Langwährige Ermittlungen
Die Ermittlungen in dem Fall begannen bereits im März 2013, nachdem der Regierungsrat Strafanzeige gegen den Kadermann eingereicht hatte.
Da auch eine deutsche Firma in den Fall involviert ist, wurden deutsche Strafverfolgungsbehörden aktiv. In mehreren Hausdurchsuchungen wurden zahlreiche Unterlagen und Daten sichergestellt. Durch die internationale Zusammenarbeit zogen sich die Ermittlungen in die Länge, heisst es weiter.

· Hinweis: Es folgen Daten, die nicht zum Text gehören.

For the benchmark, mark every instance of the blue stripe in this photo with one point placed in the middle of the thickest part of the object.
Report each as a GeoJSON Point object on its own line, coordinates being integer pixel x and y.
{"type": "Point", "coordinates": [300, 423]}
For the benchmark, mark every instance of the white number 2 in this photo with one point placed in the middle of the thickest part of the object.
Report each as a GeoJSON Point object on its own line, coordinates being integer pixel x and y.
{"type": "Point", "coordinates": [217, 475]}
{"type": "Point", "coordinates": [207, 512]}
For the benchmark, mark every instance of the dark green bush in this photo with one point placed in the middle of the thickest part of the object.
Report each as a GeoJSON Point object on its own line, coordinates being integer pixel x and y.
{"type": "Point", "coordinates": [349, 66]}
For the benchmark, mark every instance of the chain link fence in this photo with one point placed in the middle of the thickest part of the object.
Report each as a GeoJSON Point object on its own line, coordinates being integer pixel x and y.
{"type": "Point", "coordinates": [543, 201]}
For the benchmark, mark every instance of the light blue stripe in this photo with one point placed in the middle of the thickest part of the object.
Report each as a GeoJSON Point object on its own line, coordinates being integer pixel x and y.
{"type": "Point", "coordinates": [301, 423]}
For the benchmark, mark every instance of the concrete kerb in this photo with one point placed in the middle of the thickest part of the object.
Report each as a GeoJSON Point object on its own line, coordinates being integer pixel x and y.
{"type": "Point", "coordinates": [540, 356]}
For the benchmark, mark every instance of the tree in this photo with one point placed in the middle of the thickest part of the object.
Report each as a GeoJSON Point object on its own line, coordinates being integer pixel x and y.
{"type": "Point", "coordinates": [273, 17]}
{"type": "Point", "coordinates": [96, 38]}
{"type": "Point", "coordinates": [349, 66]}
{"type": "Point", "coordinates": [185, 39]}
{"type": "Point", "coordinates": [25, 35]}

Über 300'00 Franken veruntreut
Die Untersuchungsakten und der Abschlussbereicht füllen laut Staatsanwaltschaft insgesamt 52 Bundesordner, wodurch das Ausmass des Falls deutlich wird.
Laut Staatsanwaltschaft soll der Beschuldigte unrechtmässige Provisionszahlungen über sogenannte "Provisions- oder "Tippgeberverträge" erhalten haben. Die Deliktsumme beläuft sich nach Angaben der Staatsanwaltschaft auf 323'000 Franken. Bis zum Ende des Verfahrens gilt die Unschuldsvermutung.